Sensitivity experiments are performed to explore the importance of the diurnal heating and the low-stability layer simulated in STD. The conducted simulation runs are listed in Table 1 and their details are described in Methods. The planetary-scale streak structure also appears in the ZS0 run that includes the same radiative cooling profile as in STD to represent the low-stability layer but excludes the diurnal variation of the solar heating as shown in Fig. 4b. In addition, the streaks in both hemispheres in ZS0 also rotate synchronously (see Supplementary Movie 3), and polar disturbances rotate faster and independently as in STD. The meridional velocity field in ZS0 is also similar to that in STD as shown in Fig. 4f and j. These results indicate that the diurnal variation of the solar heating does not play an essential role in the formation of the streak structure or its inter-hemispheric synchronisation. This might be surprising because the solar diurnal variation seems to be the largest, equatorially symmetric external forcing (at least in the altitudes of 50–70 km) in the Venus atmosphere. The inter-hemispheric synchronisation of the planetary-scale streak structure in ZS0 suggests that the streak structure exists in the Venus atmosphere irrespective of the local time through the Venusian solar day.

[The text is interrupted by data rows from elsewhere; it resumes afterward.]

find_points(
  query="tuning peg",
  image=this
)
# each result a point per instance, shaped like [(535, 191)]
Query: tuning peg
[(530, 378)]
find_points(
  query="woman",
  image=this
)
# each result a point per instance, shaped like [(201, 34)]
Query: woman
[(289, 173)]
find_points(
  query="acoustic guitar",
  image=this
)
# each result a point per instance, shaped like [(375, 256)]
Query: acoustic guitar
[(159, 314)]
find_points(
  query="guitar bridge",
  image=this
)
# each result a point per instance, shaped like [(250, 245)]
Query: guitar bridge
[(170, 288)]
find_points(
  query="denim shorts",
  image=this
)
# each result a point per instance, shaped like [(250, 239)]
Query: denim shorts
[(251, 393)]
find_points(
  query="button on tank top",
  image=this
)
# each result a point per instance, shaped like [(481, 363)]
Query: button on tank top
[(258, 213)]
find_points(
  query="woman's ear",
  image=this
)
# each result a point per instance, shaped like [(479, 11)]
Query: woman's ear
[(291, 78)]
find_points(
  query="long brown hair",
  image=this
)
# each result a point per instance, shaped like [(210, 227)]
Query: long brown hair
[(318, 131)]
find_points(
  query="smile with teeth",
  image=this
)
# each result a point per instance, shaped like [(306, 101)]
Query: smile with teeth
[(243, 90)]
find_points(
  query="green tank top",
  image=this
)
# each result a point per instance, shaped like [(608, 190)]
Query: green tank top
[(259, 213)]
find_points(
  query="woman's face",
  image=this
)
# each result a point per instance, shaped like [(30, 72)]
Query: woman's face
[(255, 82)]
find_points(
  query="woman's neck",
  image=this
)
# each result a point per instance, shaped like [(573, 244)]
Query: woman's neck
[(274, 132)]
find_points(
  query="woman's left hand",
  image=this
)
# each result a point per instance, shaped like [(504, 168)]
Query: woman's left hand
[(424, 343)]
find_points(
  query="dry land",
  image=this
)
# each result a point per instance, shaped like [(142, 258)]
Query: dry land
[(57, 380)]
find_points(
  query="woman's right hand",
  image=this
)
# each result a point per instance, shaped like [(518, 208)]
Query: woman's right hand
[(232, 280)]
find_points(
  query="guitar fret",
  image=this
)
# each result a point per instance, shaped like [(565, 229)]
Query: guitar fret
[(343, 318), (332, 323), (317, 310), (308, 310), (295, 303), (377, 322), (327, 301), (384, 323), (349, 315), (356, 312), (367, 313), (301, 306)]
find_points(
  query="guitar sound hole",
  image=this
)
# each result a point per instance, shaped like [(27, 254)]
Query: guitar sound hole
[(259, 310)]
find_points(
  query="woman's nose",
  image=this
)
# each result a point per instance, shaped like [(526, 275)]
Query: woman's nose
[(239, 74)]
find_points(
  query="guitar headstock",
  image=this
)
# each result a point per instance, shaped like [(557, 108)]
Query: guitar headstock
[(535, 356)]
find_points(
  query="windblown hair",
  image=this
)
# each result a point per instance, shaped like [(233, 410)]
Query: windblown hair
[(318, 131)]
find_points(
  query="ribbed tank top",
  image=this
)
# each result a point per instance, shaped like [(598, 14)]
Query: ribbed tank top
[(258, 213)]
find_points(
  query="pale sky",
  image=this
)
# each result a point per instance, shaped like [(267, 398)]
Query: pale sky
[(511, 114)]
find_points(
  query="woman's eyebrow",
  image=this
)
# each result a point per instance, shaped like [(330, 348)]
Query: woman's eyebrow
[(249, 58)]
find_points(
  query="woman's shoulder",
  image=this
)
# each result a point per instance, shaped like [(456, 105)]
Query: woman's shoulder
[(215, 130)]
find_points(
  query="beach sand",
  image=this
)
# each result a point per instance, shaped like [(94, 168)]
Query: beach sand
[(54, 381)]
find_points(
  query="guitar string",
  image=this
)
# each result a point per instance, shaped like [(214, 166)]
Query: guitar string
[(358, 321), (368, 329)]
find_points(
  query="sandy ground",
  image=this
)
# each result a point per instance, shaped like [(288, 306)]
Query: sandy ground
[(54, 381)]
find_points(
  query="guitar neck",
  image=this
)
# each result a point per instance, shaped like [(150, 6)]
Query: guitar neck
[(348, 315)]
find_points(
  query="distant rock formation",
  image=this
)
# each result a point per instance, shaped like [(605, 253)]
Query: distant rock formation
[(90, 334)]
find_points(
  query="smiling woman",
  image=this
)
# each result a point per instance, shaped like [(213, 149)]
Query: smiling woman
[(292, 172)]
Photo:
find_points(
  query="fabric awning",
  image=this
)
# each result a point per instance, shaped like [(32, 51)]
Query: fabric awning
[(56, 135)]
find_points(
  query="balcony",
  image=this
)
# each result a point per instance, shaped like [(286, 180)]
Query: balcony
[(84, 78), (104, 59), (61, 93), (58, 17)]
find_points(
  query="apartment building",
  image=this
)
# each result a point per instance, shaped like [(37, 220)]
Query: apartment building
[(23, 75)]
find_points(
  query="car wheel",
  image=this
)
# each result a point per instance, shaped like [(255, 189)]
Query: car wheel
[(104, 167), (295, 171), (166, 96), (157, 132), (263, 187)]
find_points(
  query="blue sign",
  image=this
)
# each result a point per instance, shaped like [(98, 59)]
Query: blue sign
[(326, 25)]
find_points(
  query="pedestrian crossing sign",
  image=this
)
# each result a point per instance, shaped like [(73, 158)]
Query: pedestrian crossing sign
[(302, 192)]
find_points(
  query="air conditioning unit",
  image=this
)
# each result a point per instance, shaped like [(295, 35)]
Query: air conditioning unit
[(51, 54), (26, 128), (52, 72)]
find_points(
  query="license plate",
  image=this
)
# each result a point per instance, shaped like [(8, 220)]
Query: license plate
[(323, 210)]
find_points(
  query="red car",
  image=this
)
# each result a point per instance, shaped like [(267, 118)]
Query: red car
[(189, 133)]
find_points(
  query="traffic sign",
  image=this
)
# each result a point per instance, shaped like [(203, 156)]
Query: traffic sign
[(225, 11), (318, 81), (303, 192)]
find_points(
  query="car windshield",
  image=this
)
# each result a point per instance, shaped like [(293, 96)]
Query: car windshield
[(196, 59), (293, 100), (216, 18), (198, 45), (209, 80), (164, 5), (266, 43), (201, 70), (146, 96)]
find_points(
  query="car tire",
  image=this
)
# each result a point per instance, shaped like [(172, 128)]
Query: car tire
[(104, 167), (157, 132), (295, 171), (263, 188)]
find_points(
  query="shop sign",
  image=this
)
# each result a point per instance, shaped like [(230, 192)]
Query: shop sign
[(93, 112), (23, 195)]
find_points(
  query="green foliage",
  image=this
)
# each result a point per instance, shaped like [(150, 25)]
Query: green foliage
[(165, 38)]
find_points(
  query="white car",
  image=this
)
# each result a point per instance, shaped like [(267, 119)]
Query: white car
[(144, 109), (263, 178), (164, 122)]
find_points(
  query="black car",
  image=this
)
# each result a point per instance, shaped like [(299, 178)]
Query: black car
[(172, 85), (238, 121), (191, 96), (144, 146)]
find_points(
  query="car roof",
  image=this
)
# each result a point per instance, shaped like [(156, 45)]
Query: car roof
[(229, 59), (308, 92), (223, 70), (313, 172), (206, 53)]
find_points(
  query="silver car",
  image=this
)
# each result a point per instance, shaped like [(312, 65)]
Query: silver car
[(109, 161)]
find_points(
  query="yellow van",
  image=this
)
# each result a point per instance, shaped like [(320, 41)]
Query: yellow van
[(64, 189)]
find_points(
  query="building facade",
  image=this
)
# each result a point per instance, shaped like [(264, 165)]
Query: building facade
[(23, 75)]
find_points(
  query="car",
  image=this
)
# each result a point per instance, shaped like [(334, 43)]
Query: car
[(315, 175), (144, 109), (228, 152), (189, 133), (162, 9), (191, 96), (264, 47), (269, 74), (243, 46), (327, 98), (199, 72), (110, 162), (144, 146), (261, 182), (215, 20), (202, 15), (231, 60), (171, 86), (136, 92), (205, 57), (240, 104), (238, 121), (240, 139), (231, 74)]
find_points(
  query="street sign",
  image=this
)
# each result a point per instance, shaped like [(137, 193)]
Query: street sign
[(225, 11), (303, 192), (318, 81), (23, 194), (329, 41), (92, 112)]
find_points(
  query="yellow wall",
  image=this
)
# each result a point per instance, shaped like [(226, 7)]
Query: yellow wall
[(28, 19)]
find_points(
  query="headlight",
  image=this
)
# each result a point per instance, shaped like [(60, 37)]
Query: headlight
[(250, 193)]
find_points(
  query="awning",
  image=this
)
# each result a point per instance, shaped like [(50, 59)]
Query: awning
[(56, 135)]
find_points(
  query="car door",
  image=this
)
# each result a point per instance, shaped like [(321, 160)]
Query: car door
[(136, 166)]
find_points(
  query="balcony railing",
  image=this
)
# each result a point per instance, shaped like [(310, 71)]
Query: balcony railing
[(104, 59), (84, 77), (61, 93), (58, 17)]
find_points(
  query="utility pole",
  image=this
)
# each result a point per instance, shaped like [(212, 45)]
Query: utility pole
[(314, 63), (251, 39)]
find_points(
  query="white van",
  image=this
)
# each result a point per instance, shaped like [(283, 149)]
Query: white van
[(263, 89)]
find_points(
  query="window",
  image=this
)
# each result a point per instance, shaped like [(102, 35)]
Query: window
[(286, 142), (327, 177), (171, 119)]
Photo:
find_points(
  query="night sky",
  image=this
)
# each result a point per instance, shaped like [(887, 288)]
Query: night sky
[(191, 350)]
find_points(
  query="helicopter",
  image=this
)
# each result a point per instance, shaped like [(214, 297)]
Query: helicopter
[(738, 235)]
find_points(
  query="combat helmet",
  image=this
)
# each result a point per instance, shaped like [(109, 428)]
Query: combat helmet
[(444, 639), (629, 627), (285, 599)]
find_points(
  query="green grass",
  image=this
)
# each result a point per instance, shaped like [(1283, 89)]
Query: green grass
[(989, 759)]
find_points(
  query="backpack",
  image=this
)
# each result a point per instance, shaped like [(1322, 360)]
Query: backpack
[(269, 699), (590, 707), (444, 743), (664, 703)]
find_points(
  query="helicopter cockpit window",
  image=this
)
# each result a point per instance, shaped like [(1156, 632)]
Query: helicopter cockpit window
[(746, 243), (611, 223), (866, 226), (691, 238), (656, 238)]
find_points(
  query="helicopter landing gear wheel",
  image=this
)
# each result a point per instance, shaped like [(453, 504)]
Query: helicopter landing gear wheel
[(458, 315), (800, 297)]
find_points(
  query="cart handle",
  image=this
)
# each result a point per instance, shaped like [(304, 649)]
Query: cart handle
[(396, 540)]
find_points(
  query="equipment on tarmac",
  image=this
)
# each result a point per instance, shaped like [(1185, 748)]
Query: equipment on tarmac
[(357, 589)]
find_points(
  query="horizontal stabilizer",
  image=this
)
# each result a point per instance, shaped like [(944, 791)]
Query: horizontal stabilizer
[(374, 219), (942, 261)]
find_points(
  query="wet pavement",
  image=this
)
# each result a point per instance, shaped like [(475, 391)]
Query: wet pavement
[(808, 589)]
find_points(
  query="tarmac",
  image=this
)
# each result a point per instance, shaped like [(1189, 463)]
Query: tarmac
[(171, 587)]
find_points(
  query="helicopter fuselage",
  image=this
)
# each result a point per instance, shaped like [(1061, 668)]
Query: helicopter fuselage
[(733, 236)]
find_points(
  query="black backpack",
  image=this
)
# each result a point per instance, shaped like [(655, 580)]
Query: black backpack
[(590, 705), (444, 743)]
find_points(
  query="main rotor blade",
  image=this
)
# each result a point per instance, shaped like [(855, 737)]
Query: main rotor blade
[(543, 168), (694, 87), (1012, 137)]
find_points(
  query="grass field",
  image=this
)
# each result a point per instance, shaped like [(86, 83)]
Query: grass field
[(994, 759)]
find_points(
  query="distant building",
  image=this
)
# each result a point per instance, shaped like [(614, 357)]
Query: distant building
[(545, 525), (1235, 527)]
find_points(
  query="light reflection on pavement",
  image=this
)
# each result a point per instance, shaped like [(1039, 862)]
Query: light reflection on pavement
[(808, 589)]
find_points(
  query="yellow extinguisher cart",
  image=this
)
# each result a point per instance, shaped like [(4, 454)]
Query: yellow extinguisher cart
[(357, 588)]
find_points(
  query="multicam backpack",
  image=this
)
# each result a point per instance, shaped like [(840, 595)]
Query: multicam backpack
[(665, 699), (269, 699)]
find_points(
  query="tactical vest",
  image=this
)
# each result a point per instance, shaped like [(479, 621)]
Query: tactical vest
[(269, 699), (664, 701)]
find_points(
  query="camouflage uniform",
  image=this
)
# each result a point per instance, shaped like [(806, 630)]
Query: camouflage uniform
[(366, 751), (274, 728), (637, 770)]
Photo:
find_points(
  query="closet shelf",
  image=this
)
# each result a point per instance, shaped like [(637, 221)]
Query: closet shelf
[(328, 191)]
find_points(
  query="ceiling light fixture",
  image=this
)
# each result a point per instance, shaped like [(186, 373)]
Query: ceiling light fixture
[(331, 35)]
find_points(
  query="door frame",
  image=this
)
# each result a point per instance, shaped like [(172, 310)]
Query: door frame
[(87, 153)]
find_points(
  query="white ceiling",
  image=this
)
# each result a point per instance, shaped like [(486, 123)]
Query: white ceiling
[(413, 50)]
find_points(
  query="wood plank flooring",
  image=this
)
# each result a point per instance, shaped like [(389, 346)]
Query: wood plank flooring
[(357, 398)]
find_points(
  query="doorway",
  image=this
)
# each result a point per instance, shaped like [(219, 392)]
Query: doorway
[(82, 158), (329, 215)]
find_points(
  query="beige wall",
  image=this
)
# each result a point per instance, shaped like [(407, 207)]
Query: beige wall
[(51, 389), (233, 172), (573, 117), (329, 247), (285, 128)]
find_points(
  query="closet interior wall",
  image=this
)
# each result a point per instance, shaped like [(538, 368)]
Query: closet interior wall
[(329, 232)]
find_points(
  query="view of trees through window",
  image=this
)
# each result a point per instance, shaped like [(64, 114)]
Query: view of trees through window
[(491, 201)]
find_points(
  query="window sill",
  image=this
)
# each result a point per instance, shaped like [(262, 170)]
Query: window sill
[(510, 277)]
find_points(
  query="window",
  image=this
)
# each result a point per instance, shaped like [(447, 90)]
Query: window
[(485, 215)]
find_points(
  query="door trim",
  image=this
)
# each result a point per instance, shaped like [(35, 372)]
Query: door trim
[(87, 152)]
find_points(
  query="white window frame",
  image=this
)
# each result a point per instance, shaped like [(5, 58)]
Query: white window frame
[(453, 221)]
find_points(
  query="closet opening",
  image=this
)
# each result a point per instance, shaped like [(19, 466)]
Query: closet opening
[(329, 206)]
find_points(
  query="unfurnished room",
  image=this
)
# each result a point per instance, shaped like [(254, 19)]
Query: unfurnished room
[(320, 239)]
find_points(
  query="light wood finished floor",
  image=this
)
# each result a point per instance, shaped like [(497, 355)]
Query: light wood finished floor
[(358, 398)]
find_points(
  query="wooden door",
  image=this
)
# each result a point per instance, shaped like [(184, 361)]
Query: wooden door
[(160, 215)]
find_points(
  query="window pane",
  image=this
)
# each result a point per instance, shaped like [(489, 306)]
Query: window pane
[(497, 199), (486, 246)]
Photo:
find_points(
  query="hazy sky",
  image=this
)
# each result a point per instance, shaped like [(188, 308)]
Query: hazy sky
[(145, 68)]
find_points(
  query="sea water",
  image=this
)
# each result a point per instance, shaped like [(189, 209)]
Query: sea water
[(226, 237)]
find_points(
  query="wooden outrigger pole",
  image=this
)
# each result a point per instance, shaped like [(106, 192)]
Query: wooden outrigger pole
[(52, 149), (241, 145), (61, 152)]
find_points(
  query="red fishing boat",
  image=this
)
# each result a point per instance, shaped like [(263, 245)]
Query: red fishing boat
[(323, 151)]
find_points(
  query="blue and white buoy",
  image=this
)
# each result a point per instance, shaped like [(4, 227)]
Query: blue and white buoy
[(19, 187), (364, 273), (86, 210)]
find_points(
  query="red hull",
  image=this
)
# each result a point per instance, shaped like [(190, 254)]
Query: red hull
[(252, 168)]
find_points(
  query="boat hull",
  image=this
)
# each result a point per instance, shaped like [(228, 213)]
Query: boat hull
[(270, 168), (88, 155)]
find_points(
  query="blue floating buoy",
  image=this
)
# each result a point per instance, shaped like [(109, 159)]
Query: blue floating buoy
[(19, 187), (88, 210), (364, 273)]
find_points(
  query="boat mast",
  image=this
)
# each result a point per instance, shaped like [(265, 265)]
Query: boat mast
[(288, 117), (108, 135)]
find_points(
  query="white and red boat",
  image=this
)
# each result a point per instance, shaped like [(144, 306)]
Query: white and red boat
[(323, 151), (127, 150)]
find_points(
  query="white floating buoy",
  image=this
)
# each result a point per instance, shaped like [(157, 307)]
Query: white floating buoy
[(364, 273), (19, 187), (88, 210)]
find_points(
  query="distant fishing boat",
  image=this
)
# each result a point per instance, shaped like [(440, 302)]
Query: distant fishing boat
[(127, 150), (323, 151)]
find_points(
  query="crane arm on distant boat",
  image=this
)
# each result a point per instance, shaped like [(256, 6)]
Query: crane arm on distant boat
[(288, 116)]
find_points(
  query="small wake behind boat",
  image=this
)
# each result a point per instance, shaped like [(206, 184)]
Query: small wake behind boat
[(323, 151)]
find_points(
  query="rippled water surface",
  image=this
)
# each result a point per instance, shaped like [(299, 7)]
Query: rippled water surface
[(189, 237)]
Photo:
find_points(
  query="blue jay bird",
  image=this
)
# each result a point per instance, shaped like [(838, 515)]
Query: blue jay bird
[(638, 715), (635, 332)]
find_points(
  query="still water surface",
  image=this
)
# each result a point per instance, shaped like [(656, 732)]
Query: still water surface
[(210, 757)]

Table 1 Experimental settings of the simulation runs

In contrast to the solar diurnal heating, the low-stability layer is crucial for the appearance of the streak structure. The static stability to form the low-stability layer given in the basic temperature profile for the Newtonian cooling is increased from 0.1 K km−1 of STD/ZS0 to 2.0 K km−1 in ZS2 and to 4.0 K km−1 in ZS4, respectively as shown by dashed lines in Fig. 3. Note that these given static-stability profiles are used for the basic temperature for the Newtonian cooling, whereas the simulated ones shown by solid lines in Fig. 3 are results of thermal balance among the Newtonian cooling, solar heating, and adiabatic heating/cooling due to atmospheric circulations. In ZS2 and ZS4 the simulated static stability do not reach as low as 1.0 K km−1 around 50–60 km heights. In ZS2, the area of strong downward flow still exists but is no longer concentrated or elongated and cannot be recognised as a streak structure (Fig. 4c); the convergence region of meridional velocity is confined in high-latitudes and does not extend to mid- or low-latitudes (Fig. 4g and k). In ZS4, the highest-stability run, vertical velocity is much weaker than in other runs (Fig. 4d), meridional velocity and its convergence are also weak (Fig. 4h and l), and no feature like the streak structure can be found.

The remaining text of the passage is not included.